Governo garante que Portugal não vai perder qualquer verba para ajuda alimentar

"Todo o montante financeiro disponível para este programa pode ser executado no quadro do Portugal 2020", disse Vieira da Silva. Em 2016 ainda não foi usado dinheiro europeu para ajuda alimentar.

O ministro do Trabalho Solidariedade e Segurança Social garantiu hoje que Portugal não vai perder qualquer verba do Fundo Europeu de Auxílio às Pessoas Mais Carenciadas (FEAC), apesar de este ano não ter sido distribuída ajuda alimentar no âmbito deste programa.

Vieira da Silva, que falava à margem da conferência “O combate à fraude e à corrupção”, que decorre em Lisboa, acrescentou que em 2016 o programa não esteve no terreno por ter sido necessário o Governo alterar o modelo de financiamento, já que o modelo de programa tinha terminado em 2013.

“Em 2014 e 2015 [o programa] pôde funcionar sob regras que eram próprias e um pouco mais ligeiras do que as do modelo anterior, que durou até 2013, sendo que a partir daí para ter acesso a esses fundos foi necessário construir um novo modelo, mais exigente, com um sistema de informação mais exigente que pudesse acompanhar desde a compra do alimento até ao beneficiário final”, referiu.

O governante acrescentou que esse trabalho não estava feito e esteve a ser feito para que em 2017 possa estar plenamente no terreno, “com uma ambição um pouco diferente, que não é uma simples distribuição alimentar, que já é importante, é uma distribuição alimentar trabalhada no sentido de dar resposta às necessidades nutricionais de famílias em situações de carência”, disse Vieira da Silva.

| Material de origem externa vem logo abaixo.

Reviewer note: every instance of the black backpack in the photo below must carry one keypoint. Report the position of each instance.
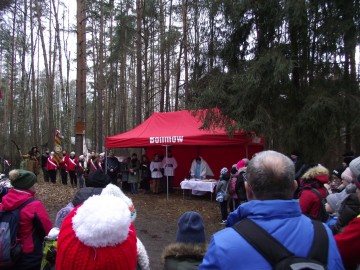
(280, 257)
(323, 215)
(9, 226)
(240, 187)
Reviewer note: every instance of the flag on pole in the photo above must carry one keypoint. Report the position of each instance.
(58, 146)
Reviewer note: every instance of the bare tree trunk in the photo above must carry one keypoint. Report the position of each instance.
(49, 80)
(10, 108)
(23, 94)
(167, 93)
(162, 56)
(178, 73)
(101, 81)
(186, 83)
(80, 108)
(35, 115)
(138, 62)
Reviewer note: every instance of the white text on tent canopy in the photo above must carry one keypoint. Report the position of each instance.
(167, 139)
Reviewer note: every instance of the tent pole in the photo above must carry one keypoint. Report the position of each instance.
(105, 161)
(167, 177)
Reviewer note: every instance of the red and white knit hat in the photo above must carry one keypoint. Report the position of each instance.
(97, 235)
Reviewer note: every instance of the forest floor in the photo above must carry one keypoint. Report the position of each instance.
(157, 216)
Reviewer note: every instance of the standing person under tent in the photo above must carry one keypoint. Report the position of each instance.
(169, 165)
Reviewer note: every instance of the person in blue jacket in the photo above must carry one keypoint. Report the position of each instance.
(270, 187)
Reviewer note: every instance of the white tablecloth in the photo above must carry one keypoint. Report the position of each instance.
(198, 185)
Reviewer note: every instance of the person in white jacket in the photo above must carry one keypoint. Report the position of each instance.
(200, 169)
(169, 165)
(156, 175)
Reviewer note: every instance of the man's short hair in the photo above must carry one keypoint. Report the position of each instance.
(271, 176)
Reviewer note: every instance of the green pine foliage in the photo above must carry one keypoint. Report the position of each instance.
(284, 71)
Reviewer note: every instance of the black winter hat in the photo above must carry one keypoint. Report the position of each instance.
(337, 172)
(97, 179)
(190, 228)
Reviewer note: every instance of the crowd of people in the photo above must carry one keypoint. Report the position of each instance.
(312, 214)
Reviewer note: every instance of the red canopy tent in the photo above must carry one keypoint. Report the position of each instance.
(181, 131)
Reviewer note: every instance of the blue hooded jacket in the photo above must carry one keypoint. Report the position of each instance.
(282, 219)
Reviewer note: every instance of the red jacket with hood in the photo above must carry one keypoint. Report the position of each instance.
(34, 225)
(348, 243)
(315, 178)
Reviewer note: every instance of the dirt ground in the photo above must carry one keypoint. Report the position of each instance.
(157, 216)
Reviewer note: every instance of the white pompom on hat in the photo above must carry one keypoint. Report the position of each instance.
(98, 234)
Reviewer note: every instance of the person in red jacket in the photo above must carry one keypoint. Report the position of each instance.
(313, 179)
(63, 168)
(51, 167)
(72, 162)
(348, 241)
(34, 222)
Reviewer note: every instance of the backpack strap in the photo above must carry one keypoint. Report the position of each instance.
(23, 205)
(322, 203)
(261, 240)
(319, 249)
(315, 191)
(18, 209)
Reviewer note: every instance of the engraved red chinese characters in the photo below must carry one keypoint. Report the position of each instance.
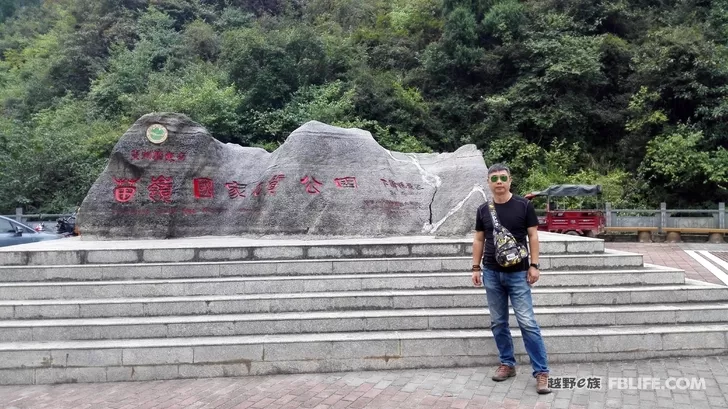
(204, 188)
(125, 189)
(236, 189)
(160, 189)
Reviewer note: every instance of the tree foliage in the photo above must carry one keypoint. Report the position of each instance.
(631, 94)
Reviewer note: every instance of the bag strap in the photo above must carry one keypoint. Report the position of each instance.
(493, 214)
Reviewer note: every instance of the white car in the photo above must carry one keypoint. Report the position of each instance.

“Todo o montante financeiro disponível para este programa pode ser executado no quadro temporal do Portugal 2020”, concluiu o ministro.

Já em outubro, uma fonte do Ministério do Trabalho Solidariedade e Segurança Social contactada pela agência Lusa tinha adiantado que o ministério se encontrava “a fazer ajustamentos na regulamentação” do Fundo Europeu de Auxílio a Carenciados para que o programa fosse lançado em 2017.